Können wir die Welt zwischen Tür und Angel retten?

Lesezeit: 4 Minuten

Wenn wir in die Nachrichten schauen, bekommt man den Eindruck, wir würden in einer immer angespannteren Welt leben. Es gibt immer neue Probleme, vermeintliche Lösungen und besonders eine Sache: Meinungen. Doch was kann jede Einzelperson eigentlich tun, wenn es um die „großen Themen“ geht?

Es ist wieder einer dieser Abende in einer WG-Küche irgendwo in Bonn. Nach kurzem Smalltalk haben mein Mitbewohner und ich sich beim Abspülen des Geschirrs mal schnell daran gemacht, die Probleme dieser Welt zu lösen.
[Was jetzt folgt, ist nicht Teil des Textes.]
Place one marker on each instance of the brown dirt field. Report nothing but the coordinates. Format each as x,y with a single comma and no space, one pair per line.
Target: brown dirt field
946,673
Ein bisschen Globalisierung hier, demografischer Wandel da, Klimawandel und auch eine Prise Politiker*innen Bashing – das alles gefüttert mit Fakten, persönlicher Erfahrung und einer gehörigen Portion Halbwissen. Wir haben uns die rhetorischen Bälle zugeworfen, und ich präsentierte meine Meinung zu so ziemlich Allem.

Vielleicht kennt ihr das auch, man quatscht sich so fest und redet ohne Punkt und Komma über alles Mögliche. Irgendwie klammert man sich fest an seinen Meinungen, und hat klare Ansichten über Themen, und will die andere Person überzeugen. Das ist häufig einfach der Situation geschuldet.
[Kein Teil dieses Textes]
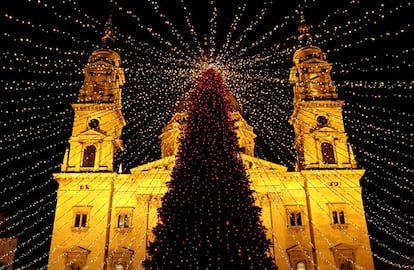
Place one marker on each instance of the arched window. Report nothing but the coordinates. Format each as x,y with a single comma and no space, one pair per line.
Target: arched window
119,266
300,266
75,266
346,266
328,154
89,156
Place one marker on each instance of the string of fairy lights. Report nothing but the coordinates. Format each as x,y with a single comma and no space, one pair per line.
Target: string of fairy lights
41,74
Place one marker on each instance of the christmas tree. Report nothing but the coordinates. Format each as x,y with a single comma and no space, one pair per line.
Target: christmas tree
208,219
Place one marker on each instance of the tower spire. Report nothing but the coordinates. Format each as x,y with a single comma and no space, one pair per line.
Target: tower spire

Warum es schwer ist, über große Themen zu sprechen

Ich habe zu vielen Themen eine Meinung, und bringe meine Gedanken dazu ab und an „natürlich“ auch ein! – Obwohl meine Expertise dabei oft gegen Null geht. Die stärksten Meinungen habe ich aber ehrlicherweise zu Themen, die zu meinen aktuellen Lebensumständen passen: Studium, Anfang 20 sein, solche Sachen.

Auch über den Klimawandel haben wir in der WG-Küche gesprochen. Insbesondere in unserer Generation hat das Thema eine starke Relevanz, da wir am stärksten von den Folgen betroffen sind. Die Temperaturen steigen, die Klimakrise ist in vollem Gange. Mit Blick auf das Wetter schwingt bei Diskussionen häufig mit, dass es zwar schön wäre, wenn es auch schon im Frühjahr warm wird, aber dass es andererseits klimatechnisch auf eine Katastrophe hindeutet. Ehrlich wäre doch: Auch an einem ganz normalen Tag im Frühjahr mit durchschnittlicher Temperatur sollte man darüber sprechen, dass da gerade ein Klimawandel geschieht.

Aber genau das ist ja eines der Probleme von großen Themen. Wir sehen so eine Entwicklung nicht live. Warum also überhaupt über das zu warme Wetter reden? – Vielleicht, weil es uns direkt auffällt. Oder anders gesagt: Stellt euch vor, es ist Klimawandel, aber keiner geht hin, weil es im Sommer in Deutschland solide 20 Grad bleibt, bis sich das Blatt im Jahre 2100 plötzlich dreht – wobei es dann natürlich viel zu spät ist? Doch wir bekommen natürlich auch mit, was an anderen Orten passiert. Allerdings sind die Nachrichten, die wir konsumieren häufig zu viel, zu schnell und zu komplex. Alles unsicher, alles unklar?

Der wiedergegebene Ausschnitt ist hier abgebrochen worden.